Building in Wakayama Prefecture, Japan

Hinokuma Shrine (日前神宮, Hinokuma jingu) and Kunikakasu Shrine (國懸神宮, Kunikakasu jingu) is a Shinto shrine complex in Wakayama, Wakayama Prefecture, Japan. It is officially known simply as (日前宮, nichizengū). Its main festival is held annually on September 26. It shares the rank of the Ise Grand Shrine in the shinkai system. It was formerly an imperial shrine of the first rank (官幣大社, kanpei taisha) in the modern system of ranked Shinto shrines. It was also formerly the ichinomiya of Kii Province.

== Transportation ==
The shrine can be reached by Nichizengū Station on the Wakayama Electric Railway Kishigawa Line.

== Overview ==
At the entrance, the Hinokuma Shrine is located on the left side, and the Kunikakasu Shrine is on the right side. Visiting the shrine in Wakayama City, along with Kamayama Jinja and Itakiso Shrine, is called "Sansha Mairi" (visiting three shrines).

== History ==

The shrine is one of the oldest in Japan and has deep connections with mythology. The "Nihon Shoki" says that a mirror cast by Ishikori-dome-no-Mikoto before the Yata-no-Kagami, when Amaterasu Omikami hid in Amano-Iwato, is enshrined at the Hinokuma Shrine.

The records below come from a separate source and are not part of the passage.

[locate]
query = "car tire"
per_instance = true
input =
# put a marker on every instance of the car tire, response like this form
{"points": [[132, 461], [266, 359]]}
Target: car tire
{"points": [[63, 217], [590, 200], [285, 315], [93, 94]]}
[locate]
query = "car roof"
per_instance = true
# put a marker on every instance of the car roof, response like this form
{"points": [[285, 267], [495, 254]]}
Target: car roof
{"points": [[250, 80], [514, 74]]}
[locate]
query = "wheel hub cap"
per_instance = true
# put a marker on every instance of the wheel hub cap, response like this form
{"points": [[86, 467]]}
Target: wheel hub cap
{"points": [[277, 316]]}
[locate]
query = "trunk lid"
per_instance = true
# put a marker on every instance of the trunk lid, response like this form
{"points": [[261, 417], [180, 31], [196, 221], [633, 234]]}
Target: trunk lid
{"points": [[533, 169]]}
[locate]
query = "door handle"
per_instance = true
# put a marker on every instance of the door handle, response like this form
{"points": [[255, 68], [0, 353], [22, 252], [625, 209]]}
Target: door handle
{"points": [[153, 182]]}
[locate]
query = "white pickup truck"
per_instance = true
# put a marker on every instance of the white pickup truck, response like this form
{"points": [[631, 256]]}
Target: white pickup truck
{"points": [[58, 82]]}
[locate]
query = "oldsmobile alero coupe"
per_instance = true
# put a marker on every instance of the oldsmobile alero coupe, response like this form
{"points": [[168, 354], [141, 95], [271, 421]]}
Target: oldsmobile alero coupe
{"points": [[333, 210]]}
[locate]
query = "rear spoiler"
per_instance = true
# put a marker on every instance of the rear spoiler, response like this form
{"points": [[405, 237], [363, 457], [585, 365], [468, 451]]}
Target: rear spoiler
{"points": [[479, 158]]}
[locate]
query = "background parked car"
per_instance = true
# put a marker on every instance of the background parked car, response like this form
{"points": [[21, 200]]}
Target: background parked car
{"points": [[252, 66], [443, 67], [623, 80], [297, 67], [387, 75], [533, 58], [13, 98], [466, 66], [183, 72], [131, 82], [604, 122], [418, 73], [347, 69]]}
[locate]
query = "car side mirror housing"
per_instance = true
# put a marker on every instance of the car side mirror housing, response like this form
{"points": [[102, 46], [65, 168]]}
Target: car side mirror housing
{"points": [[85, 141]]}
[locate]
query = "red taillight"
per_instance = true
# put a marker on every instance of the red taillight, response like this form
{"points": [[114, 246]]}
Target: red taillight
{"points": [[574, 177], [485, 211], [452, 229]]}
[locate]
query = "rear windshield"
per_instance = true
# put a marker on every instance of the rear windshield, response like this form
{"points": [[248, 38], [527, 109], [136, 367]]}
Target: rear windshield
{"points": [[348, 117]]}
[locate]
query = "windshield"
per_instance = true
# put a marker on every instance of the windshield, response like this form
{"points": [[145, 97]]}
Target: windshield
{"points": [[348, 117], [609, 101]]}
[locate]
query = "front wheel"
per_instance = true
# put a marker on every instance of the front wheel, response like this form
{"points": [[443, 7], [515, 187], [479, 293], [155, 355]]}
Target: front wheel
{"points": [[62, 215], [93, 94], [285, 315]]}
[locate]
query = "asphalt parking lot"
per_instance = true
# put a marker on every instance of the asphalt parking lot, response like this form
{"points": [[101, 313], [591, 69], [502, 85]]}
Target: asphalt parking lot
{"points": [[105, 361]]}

Initially, the shrine was located in Hamanomiya, Mezugori, Nagusa District.

In 1871 (Meiji 4), under the modern shrine ranking system, both shrines were designated as Kanpei Taisha. Currently, the shrine is an independent religious corporation not affiliated with organizations such as the Association of Shinto Shrines.